II. Balancing the Barker Factors
Having addressed the four Barker factors, we now balance them. Weighing in favor of finding a violation of appellee’s speedy trial right is the excessive delay. The reason for the delay, the State’s negligence, also weighs in favor of appellee. Less than two months after his arrest, appellee asserted his right to a speedy trial had been violated. This factor therefore also weighs in his favor. Because appellee did not acquiesce to the delay and the State failed to affirmatively prove his ability to defend himself was not impaired by the delay, prejudice is presumed. Thus the final factor also weighs in appellee’s favor. We hold the weight of the four factors, balanced together, is in favor of finding a violation of appellee’s right to as speedy trial. Accordingly, we conclude the trial court did not err in granting appellee’s motion to dismiss the indictment based on a speedy trial violation. The State’s sole issue is overruled and the trial court’s order is affirmed.
/s/ Sharon McCally Justice
Panel consists of Justices McCally, Brown, and Wise.
Publish — Tex. R. App.

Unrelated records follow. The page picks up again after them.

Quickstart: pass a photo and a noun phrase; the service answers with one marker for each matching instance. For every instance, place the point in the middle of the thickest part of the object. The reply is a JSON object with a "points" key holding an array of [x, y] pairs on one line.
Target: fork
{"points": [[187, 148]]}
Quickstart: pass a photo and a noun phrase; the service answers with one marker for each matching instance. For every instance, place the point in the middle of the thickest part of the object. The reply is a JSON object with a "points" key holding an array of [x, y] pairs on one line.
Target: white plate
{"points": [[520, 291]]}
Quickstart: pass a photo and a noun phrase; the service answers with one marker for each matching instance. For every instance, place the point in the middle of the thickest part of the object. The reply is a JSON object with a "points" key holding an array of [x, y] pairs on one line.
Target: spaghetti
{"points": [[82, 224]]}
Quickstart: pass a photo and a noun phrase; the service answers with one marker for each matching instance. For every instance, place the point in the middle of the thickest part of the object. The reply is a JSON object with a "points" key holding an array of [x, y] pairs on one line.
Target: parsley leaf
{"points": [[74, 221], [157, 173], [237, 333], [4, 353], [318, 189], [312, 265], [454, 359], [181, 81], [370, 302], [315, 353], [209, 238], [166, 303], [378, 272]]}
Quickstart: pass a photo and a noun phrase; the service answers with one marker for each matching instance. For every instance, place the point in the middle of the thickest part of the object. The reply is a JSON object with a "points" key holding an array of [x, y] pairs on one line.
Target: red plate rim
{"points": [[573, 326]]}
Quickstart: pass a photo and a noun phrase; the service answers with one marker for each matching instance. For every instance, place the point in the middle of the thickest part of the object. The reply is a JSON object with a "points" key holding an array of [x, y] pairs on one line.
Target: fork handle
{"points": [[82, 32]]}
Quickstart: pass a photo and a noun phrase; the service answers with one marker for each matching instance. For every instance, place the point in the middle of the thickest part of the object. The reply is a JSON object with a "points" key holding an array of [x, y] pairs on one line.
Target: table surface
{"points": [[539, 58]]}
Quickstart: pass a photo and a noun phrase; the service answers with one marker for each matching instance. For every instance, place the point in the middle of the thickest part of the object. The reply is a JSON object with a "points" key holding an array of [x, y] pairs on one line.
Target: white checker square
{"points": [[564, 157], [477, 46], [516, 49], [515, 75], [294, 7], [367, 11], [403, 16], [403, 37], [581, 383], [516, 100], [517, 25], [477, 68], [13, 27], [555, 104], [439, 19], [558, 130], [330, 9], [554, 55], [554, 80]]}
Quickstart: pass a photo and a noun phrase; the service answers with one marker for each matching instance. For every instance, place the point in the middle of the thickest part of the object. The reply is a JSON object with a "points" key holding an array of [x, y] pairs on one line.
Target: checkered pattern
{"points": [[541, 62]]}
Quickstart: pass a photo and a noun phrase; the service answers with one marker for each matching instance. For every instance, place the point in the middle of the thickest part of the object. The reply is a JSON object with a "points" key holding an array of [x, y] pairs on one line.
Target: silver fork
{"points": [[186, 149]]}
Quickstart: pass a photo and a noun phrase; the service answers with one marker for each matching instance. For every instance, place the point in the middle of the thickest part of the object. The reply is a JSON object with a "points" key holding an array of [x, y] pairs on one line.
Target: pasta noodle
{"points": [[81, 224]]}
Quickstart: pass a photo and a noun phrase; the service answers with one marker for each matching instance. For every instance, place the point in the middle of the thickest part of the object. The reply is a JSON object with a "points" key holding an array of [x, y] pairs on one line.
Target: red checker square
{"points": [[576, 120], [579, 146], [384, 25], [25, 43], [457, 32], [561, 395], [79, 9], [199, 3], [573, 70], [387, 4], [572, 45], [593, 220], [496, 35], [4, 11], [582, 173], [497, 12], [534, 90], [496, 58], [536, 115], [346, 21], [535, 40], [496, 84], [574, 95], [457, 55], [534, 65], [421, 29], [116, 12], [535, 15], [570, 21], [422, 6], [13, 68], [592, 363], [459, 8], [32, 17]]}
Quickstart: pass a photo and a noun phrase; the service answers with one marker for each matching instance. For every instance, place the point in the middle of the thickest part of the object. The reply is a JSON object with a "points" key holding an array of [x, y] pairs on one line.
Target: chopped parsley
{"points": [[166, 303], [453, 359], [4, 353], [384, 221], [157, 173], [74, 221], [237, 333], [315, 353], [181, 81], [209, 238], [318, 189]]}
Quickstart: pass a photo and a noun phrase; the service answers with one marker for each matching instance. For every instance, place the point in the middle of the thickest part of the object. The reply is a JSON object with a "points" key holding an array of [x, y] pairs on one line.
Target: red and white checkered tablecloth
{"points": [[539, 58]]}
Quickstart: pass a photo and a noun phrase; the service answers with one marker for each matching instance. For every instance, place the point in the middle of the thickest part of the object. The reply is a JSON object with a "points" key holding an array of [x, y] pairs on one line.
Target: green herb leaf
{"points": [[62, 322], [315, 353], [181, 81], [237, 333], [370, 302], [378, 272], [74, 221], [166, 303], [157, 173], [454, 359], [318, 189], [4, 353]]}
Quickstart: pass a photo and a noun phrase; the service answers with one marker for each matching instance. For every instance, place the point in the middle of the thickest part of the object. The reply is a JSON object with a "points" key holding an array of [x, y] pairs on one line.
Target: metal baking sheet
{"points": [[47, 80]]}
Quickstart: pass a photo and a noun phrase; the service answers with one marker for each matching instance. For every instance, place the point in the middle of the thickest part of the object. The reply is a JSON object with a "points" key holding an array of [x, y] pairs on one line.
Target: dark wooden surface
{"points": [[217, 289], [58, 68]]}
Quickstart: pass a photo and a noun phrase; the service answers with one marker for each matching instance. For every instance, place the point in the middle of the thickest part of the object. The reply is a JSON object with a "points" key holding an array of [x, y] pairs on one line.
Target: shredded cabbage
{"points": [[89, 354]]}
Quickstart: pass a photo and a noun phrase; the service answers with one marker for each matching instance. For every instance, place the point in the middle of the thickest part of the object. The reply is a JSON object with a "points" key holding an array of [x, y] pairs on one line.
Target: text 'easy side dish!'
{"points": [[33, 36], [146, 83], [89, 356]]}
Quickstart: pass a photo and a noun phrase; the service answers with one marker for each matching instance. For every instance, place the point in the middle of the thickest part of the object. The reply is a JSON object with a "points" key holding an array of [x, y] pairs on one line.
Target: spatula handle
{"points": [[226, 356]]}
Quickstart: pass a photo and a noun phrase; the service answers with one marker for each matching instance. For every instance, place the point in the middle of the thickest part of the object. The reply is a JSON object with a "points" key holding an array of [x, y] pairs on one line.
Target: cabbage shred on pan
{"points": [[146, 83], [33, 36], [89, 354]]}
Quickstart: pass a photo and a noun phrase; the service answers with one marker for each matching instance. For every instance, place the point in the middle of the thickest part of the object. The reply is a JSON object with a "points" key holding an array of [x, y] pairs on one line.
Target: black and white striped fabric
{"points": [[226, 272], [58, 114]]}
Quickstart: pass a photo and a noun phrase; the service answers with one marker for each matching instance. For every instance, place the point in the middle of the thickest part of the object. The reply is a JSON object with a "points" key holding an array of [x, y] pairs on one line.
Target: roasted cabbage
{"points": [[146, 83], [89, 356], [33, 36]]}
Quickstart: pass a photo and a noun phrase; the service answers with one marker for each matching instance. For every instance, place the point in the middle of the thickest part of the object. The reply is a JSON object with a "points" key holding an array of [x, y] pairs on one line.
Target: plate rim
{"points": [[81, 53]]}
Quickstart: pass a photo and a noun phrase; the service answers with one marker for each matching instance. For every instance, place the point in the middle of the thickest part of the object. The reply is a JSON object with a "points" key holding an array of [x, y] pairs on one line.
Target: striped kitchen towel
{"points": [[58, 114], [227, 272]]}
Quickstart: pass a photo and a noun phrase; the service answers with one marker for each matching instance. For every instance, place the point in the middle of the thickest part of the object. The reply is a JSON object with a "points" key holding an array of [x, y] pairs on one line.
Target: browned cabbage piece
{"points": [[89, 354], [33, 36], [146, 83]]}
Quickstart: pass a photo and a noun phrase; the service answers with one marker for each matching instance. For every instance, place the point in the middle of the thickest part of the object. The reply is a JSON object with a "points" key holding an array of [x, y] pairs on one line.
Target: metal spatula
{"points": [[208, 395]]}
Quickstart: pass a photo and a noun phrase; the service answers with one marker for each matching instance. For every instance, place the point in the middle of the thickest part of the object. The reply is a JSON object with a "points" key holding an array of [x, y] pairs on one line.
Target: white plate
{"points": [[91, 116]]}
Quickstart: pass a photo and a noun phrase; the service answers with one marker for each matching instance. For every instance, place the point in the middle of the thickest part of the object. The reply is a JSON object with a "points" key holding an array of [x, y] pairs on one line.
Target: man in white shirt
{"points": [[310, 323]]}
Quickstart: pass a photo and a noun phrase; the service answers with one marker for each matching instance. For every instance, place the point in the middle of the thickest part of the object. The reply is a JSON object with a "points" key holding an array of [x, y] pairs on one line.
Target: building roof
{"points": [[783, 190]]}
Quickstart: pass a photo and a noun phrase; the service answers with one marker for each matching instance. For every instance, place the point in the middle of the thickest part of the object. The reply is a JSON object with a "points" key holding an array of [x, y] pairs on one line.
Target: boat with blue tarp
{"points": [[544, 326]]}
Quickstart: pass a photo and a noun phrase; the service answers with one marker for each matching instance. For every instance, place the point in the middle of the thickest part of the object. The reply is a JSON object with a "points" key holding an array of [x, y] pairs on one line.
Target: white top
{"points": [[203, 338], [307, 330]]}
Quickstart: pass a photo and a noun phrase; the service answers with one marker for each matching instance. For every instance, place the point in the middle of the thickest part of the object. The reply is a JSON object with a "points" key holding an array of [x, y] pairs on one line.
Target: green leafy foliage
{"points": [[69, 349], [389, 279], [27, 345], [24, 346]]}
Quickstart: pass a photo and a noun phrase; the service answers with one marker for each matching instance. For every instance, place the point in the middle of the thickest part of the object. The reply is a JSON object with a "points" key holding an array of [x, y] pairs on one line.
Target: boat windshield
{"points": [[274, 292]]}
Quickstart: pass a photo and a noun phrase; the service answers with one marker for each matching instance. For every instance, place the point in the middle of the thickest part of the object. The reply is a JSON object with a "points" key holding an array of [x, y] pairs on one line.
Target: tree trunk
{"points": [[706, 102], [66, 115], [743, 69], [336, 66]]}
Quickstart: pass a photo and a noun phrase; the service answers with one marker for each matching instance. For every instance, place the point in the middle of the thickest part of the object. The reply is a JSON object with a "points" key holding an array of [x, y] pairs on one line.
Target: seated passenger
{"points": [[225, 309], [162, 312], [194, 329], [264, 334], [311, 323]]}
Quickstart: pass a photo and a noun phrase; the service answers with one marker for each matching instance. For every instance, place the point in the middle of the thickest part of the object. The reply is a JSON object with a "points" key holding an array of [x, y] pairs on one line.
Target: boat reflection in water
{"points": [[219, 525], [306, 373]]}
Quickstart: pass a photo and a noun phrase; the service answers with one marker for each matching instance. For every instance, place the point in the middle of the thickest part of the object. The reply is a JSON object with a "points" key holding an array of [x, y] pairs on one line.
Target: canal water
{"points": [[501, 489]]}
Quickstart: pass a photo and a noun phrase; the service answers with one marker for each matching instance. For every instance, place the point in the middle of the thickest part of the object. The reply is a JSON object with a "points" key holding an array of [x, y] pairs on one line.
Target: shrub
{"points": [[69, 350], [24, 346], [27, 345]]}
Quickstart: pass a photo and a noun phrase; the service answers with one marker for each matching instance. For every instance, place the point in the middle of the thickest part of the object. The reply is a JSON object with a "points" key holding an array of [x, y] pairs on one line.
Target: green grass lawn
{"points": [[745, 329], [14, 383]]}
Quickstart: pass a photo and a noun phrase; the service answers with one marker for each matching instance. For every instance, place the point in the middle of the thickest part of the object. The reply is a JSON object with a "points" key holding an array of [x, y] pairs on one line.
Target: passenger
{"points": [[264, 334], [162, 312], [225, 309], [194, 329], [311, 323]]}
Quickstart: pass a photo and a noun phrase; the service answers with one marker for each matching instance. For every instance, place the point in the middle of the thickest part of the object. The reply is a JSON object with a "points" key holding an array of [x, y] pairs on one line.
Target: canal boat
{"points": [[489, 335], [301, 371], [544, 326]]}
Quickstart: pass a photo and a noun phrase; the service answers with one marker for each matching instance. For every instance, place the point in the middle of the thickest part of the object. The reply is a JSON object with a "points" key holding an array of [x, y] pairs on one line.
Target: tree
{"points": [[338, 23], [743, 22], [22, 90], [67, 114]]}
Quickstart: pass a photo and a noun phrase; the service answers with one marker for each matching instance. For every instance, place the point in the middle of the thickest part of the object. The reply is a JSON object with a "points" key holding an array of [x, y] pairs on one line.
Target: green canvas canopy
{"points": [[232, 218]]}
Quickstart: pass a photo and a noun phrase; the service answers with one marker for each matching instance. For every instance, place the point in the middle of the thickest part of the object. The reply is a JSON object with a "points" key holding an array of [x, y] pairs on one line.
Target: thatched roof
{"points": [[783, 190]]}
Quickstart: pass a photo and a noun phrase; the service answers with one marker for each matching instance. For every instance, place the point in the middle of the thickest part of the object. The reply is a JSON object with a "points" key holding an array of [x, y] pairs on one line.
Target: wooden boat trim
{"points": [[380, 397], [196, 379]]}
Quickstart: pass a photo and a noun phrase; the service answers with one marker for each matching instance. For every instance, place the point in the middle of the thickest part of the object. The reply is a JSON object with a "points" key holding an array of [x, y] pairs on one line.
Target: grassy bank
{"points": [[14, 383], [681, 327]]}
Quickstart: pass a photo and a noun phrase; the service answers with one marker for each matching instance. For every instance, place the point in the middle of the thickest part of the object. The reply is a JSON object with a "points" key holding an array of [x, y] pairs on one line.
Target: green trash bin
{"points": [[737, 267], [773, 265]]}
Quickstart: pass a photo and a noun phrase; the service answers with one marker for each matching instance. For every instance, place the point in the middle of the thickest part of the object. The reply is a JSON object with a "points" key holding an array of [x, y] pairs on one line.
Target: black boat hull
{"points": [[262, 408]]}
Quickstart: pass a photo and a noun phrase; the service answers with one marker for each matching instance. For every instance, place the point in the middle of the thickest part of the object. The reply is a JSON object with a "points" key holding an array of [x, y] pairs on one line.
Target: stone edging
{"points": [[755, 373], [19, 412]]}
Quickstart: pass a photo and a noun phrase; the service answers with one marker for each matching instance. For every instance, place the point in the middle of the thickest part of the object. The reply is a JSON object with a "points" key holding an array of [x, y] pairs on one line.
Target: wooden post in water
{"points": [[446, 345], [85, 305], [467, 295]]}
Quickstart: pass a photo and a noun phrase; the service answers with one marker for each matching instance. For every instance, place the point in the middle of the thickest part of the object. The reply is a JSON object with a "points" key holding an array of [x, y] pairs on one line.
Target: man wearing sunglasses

P. 47.2(b).
Notes
[1] A person is intoxicated if their blood alcohol content is more than 0.08. Tex. Pen. Code § 49.01.
[2] Because the eight-month delay from appellee’s arrest until the hearing was a result of seven resets, six of which were requested by appellee and the State’s sole reset was only for eight days, we do not disagree with the trial court’s determination not to include that time period in its analysis.
[3] Even though the delay in Gonzales was six years, the court did not suggest that the length of the delay must be six years to give rise to the presumption of prejudice. We therefore decline the State’s request to hold that a presumption of prejudice only arises after a delay of six years or more.
[4] We discuss the unpublished Gonzales opinion only to explain why we reject the State’s argument.